Modernleşmenin temelinde kentleşmenin yattığı ifade edilmektedir. Bu bakış açısına göre, toplumdaki gönüllü kentleşme oranı %25’i geçtiği zaman artık modern üretimin gerekliliği ortaya çıkmaktadır. Modern üretim yönteminin ortaya çıkmasıyla da modernleşme başlamış olmaktadır(Lerner, 1964: 44). Başka bir açıdan modern toplumların yüksek düzeyde uzmanlaşmış ve farklılaşmış yapısının, şehirlerde, şehirler üzerinden ve şehirler aracılığıyla yapılandırılan bir değişim sürecinin sonucu olduğu vurgulanmaktadır(Arlı, 2005: 286-287).

Geleneksel toplum içerisinde, iş-güç çeşitlerinin ve buna bağlı olarak mesleklerin sınırlı olması geleneksel üretim biçimiyle de paralellik göstermektedir.Modern üretim yöntemlerinin kullanılmasıyla birlikte, daha fazla ve hızlı üretim mümkün hale gelmekte, buna bağlı olarak meslekler çeşitlenmekte ve farklılaşmaktadır.

78

Kentler, her şeyden önce, en üst düzeyde işbölümünün mekanları olarak tanımlanmaktadırlar. Diğer yandan kent yaşamı bireyi, bir başkasının çabucak yerini alamayacağı bir işlev konusunda uzmanlaşmaya zorlamaktadır. Başka bir açıdan, kentleşmiş modern toplum, “sanayi toplumu” olarak adlandırılmakta ve bu toplumda işletmenin köklü biçimde evden ve aileden ayrıldığı vurgulanmaktadır(Simmel, 1996: 87-87; Aron, 1997: 65).

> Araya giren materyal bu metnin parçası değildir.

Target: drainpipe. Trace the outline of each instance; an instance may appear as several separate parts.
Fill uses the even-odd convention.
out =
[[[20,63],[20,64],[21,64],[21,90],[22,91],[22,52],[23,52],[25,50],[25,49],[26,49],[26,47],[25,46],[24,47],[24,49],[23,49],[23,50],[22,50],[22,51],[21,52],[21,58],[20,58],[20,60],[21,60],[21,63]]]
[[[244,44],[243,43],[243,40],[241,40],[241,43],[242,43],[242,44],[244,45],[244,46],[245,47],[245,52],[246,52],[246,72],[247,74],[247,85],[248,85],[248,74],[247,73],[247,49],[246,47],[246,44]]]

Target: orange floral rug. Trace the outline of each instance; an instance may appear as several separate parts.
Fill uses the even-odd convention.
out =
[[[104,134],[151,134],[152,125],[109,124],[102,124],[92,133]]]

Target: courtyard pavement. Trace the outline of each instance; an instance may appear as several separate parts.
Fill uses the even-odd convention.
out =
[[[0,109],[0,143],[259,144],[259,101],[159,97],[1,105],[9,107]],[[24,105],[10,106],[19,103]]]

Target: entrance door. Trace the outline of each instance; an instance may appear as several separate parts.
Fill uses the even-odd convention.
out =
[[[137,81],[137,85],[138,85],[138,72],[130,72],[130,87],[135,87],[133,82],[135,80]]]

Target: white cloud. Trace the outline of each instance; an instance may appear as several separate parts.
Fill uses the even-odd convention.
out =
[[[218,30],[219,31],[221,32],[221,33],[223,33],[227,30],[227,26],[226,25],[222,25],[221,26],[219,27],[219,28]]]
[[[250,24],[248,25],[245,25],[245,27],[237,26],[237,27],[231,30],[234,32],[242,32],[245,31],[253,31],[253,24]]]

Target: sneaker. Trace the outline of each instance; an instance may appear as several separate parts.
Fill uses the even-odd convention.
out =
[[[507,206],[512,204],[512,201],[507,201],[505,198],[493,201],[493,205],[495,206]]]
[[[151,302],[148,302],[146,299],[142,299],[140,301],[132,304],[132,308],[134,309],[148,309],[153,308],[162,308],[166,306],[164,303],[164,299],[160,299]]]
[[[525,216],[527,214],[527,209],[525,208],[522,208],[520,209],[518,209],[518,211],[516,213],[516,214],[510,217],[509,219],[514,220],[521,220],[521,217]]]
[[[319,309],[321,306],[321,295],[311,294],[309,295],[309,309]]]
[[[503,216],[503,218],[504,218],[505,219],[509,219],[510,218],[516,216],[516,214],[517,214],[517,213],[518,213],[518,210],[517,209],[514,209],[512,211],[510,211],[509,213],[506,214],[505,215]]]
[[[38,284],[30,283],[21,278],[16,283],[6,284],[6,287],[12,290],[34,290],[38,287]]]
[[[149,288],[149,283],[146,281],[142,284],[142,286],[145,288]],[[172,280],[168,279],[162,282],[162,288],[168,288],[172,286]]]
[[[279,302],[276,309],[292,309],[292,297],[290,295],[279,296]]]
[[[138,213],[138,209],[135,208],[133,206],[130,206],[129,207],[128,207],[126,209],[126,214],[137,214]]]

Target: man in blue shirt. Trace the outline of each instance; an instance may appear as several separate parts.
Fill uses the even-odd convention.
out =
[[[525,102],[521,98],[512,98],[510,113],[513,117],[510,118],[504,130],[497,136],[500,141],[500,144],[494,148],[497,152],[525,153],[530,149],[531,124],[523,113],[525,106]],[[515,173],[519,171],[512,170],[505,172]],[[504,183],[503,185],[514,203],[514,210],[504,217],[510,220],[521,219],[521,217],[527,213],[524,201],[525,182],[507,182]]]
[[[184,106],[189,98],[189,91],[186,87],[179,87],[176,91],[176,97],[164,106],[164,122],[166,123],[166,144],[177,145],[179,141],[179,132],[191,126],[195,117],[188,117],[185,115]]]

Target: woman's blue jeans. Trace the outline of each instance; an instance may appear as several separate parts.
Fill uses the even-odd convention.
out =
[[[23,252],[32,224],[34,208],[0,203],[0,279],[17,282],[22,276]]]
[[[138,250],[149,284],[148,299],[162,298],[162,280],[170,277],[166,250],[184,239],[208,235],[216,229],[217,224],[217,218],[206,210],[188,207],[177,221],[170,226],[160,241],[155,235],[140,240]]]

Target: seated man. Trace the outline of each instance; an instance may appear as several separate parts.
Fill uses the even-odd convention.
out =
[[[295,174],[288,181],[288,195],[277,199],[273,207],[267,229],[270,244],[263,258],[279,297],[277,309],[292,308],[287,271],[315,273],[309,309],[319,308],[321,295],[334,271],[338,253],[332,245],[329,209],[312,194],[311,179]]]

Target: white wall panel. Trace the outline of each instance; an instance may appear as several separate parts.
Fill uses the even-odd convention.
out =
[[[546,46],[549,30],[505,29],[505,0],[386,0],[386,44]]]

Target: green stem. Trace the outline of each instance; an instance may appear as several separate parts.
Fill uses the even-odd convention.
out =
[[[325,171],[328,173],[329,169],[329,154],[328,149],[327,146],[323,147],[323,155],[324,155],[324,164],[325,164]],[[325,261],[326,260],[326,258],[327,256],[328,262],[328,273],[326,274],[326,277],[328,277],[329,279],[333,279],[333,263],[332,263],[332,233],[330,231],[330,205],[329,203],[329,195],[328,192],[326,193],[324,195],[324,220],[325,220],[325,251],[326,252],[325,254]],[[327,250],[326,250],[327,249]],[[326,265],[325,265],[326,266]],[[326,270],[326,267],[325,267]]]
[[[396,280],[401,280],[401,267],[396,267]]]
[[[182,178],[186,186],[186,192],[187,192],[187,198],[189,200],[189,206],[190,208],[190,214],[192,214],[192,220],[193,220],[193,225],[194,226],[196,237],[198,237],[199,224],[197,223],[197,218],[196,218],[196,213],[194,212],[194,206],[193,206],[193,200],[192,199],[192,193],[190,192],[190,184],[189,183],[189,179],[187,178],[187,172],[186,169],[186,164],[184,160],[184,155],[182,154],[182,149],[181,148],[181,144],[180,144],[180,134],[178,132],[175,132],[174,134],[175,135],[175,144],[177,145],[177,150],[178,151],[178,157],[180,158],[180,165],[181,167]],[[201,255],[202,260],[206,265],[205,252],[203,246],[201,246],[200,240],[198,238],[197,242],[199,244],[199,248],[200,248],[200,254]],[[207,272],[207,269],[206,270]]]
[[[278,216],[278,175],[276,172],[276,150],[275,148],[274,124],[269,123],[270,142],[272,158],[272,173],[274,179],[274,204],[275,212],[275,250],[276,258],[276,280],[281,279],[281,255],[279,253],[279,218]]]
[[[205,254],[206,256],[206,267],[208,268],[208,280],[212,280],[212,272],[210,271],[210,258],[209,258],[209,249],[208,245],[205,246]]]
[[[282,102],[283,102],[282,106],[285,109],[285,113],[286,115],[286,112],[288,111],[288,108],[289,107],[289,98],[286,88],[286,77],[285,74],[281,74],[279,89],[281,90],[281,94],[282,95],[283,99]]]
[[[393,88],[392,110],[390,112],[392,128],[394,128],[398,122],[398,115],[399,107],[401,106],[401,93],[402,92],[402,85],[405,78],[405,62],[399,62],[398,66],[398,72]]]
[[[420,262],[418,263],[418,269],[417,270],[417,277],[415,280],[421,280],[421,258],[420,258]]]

Batı tipi modernleşme modelinde, geleneksel toplumdan modern topluma doğru bir ilerleme öngörülmesine rağmen, modernleşme süreci, beklendiği gibi yaşanmamakta ve beklenen sonuçlar ortaya çıkmamaktadır. Bu çerçevede, modernleşme tek bir doğrultuda ilerleyen türdeş bir gelişim süreci izlememektedir. Bir çok ülkenin modernleşme deneyimi, kendi özgünlükleriyle ortaya çıkmaktadır. Batı-dışı toplumların modernliğe ters düşen geleneksel anlam kodları ve normları tümüyle değişmemektedir. İlginç olan nokta ise değişmekte olan ülkelerde, çözülmekte olan geleneksel yapı ile modern yapının bir arada yaşadığının gözlenmiş olmasıdır. Özetle, sosyo-kültürel gerçekliğin Batı tipi modernleşmenin geçerliliğini yanlışlamış olduğu belirtilmekte ve “çoklu modernlik”lerden söz edilmektedir (Aytaç, 2012: 118; Kongar, 2013: 242; ASPB, 2011:32).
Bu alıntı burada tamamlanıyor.